Destabilization of TP53 by USP10 is essential for neonatal autophagy and survival
Hongchang Li,
Chaonan Li,
Wenjing Zhai,
Xin Zhang,
Lei Li,
Bo Wu,
Biyue Yu,
Pengfei Zhang,
Jie Li,
Chun-Ping Cui,
Lingqiang Zhang
Affiliations
Hongchang Li
State Key Laboratory of Proteomics, National Center for Protein Sciences (Beijing), Beijing Institute of Lifeomics, Beijing 100850, China
Chaonan Li
State Key Laboratory of Proteomics, National Center for Protein Sciences (Beijing), Beijing Institute of Lifeomics, Beijing 100850, China
Wenjing Zhai
State Key Laboratory of Proteomics, National Center for Protein Sciences (Beijing), Beijing Institute of Lifeomics, Beijing 100850, China
Xin Zhang
State Key Laboratory of Proteomics, National Center for Protein Sciences (Beijing), Beijing Institute of Lifeomics, Beijing 100850, China
Lei Li
State Key Laboratory of Proteomics, National Center for Protein Sciences (Beijing), Beijing Institute of Lifeomics, Beijing 100850, China
Bo Wu
State Key Laboratory of Proteomics, National Center for Protein Sciences (Beijing), Beijing Institute of Lifeomics, Beijing 100850, China
Biyue Yu
School of Life Sciences, Hebei University, Baoding, Hebei Province 071002, China
Pengfei Zhang
State Key Laboratory of Proteomics, National Center for Protein Sciences (Beijing), Beijing Institute of Lifeomics, Beijing 100850, China
Jie Li
Department of Thoracic Surgery, First Medical Center, Chinese PLA General Hospital, Beijing 100853, China; Corresponding author
Chun-Ping Cui
State Key Laboratory of Proteomics, National Center for Protein Sciences (Beijing), Beijing Institute of Lifeomics, Beijing 100850, China; School of Life Sciences, Hebei University, Baoding, Hebei Province 071002, China; Corresponding author
Lingqiang Zhang
State Key Laboratory of Proteomics, National Center for Protein Sciences (Beijing), Beijing Institute of Lifeomics, Beijing 100850, China; Corresponding author
Summary: Autophagy is essential for the maintenance of energy homeostasis and for survival during the neonatal starvation period.

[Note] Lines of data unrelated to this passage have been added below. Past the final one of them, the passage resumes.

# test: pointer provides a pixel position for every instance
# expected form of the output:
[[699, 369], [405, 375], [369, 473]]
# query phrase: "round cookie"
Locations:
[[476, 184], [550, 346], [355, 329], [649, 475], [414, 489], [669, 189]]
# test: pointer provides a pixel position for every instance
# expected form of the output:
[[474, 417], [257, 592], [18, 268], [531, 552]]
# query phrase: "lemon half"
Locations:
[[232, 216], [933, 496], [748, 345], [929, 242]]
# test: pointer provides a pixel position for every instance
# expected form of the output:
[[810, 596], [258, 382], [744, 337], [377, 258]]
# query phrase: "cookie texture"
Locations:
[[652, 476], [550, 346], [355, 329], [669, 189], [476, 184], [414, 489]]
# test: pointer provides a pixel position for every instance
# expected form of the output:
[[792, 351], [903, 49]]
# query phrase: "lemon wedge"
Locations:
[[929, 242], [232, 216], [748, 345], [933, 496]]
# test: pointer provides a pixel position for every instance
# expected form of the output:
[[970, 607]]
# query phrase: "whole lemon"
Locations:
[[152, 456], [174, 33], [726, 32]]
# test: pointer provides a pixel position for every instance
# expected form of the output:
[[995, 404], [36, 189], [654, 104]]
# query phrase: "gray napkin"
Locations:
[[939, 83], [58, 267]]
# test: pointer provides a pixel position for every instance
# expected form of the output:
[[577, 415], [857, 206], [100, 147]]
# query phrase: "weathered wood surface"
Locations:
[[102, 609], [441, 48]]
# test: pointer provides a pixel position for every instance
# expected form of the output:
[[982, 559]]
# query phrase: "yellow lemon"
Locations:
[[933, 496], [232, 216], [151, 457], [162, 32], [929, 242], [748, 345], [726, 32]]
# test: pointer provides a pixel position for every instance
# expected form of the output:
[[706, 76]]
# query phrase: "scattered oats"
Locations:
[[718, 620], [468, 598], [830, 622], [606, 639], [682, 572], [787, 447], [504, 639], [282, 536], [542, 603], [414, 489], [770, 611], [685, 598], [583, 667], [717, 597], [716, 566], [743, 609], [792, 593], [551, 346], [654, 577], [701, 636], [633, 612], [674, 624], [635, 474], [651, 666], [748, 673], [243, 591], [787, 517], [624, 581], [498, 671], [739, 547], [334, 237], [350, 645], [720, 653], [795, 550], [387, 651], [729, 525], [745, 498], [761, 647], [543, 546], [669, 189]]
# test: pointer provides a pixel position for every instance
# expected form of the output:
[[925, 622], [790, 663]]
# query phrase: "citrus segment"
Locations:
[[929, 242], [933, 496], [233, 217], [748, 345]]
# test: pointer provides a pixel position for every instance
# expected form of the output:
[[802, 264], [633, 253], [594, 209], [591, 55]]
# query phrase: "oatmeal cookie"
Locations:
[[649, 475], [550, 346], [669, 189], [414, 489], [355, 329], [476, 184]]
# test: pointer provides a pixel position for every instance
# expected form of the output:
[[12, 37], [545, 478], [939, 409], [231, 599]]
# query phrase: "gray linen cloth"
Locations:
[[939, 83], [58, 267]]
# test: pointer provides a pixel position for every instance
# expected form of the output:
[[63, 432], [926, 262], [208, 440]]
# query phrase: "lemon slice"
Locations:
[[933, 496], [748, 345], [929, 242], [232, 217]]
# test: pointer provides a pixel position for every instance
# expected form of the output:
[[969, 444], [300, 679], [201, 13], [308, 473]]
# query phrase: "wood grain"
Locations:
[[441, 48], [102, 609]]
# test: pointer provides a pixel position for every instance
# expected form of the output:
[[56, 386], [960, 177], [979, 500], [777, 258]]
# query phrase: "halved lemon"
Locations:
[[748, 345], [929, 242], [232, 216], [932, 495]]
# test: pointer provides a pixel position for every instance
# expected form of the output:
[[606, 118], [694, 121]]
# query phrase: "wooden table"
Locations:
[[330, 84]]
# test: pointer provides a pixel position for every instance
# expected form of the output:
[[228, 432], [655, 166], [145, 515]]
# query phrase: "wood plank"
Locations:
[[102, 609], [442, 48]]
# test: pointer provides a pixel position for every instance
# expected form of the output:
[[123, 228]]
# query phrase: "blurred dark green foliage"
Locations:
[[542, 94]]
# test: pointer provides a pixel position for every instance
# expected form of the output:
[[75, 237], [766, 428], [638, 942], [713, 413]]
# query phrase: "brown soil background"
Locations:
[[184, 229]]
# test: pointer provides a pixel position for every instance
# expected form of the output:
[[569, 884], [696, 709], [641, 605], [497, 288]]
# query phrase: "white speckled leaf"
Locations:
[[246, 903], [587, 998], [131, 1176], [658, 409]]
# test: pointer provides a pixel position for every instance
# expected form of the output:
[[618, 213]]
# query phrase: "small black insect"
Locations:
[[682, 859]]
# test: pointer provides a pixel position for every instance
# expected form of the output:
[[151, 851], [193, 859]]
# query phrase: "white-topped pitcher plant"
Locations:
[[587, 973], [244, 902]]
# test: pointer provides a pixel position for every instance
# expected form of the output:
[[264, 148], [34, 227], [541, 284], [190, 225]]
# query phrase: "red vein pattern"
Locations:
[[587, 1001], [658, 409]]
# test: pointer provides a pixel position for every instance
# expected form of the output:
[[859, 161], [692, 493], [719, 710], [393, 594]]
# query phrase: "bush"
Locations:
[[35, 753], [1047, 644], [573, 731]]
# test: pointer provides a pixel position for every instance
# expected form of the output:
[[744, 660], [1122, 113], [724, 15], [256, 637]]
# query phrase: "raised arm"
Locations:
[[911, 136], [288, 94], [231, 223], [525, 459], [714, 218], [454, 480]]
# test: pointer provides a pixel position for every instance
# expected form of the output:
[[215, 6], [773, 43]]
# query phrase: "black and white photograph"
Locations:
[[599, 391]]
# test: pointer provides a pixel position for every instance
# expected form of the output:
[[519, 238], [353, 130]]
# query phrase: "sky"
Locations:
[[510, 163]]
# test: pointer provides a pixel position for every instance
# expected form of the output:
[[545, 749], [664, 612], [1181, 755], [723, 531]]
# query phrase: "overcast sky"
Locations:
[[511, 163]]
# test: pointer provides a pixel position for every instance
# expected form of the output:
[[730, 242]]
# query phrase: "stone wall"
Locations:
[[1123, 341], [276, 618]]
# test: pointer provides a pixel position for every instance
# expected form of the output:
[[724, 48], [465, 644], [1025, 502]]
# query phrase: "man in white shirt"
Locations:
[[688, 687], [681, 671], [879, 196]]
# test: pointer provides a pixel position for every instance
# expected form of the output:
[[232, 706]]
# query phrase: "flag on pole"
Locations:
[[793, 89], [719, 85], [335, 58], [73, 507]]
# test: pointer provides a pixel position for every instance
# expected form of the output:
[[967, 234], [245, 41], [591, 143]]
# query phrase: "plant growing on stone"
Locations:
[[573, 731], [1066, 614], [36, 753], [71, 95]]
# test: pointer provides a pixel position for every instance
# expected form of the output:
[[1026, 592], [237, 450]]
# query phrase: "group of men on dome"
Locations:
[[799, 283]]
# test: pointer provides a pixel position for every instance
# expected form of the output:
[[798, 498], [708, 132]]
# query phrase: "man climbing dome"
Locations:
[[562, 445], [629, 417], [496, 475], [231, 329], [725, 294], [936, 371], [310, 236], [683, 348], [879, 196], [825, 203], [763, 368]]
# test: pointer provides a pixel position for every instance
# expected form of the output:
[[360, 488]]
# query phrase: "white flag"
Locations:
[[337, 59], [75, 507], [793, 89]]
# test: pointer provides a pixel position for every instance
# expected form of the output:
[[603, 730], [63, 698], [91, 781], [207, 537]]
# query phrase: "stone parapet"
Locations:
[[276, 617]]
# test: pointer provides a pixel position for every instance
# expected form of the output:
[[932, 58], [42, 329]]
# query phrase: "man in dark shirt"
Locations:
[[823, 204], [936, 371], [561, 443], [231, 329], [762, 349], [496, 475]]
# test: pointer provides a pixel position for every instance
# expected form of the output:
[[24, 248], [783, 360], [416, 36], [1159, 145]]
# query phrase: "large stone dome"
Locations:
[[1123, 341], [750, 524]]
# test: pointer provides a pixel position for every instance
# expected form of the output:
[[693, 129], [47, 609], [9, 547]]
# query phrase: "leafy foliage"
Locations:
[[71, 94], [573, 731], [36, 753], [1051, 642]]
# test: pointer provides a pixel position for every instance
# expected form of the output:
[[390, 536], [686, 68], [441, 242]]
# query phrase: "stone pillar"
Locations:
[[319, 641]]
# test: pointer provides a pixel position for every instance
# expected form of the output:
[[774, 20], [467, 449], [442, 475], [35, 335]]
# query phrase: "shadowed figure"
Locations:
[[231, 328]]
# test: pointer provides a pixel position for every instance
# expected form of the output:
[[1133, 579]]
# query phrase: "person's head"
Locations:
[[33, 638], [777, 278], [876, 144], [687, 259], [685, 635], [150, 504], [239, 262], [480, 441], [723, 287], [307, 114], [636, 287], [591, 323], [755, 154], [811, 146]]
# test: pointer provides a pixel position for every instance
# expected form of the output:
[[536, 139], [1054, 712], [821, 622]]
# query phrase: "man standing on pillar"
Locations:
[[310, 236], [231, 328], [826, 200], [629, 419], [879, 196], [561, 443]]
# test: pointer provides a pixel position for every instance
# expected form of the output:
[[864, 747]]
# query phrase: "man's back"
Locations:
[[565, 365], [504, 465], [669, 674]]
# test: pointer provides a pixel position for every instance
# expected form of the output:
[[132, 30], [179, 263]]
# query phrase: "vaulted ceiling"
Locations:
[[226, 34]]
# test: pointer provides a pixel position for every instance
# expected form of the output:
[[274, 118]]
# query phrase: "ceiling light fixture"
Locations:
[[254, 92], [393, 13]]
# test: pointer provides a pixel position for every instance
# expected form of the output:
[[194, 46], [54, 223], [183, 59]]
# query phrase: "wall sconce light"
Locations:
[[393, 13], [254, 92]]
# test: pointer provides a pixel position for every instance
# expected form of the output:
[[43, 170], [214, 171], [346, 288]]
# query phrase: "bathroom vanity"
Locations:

At birth, the trans-placental nutrient supply is suddenly interrupted, and neonates adapt to this adverse circumstance by activating autophagy. However, the mechanisms underlying the precise regulation of neonatal autophagy remain undefined. Here, we show that the destabilization of TP53 by the deubiquitylase ubiquitin-specific peptidase 10 (USP10) is essential for neonatal autophagy and survival. Usp10 deficiency results in decreased E3 ligase activity of MDM2 and accumulation of cytoplasmic TP53, which interferes with the conjugation of ATG12 and ATG5, the key autophagy-related genes, and ultimately inhibits autophagy in neonatal mice. Combined deletion of Tp53 and Usp10 recovers the nutrition supply and rescues the death phenotype of Usp10-deficient neonates. These findings reveal a role of the USP10-MDM2-TP53 axis in nutrient homeostasis and neonatal viability and provide insights into the long-perplexing mechanism by which cytoplasmic TP53 inhibits autophagy.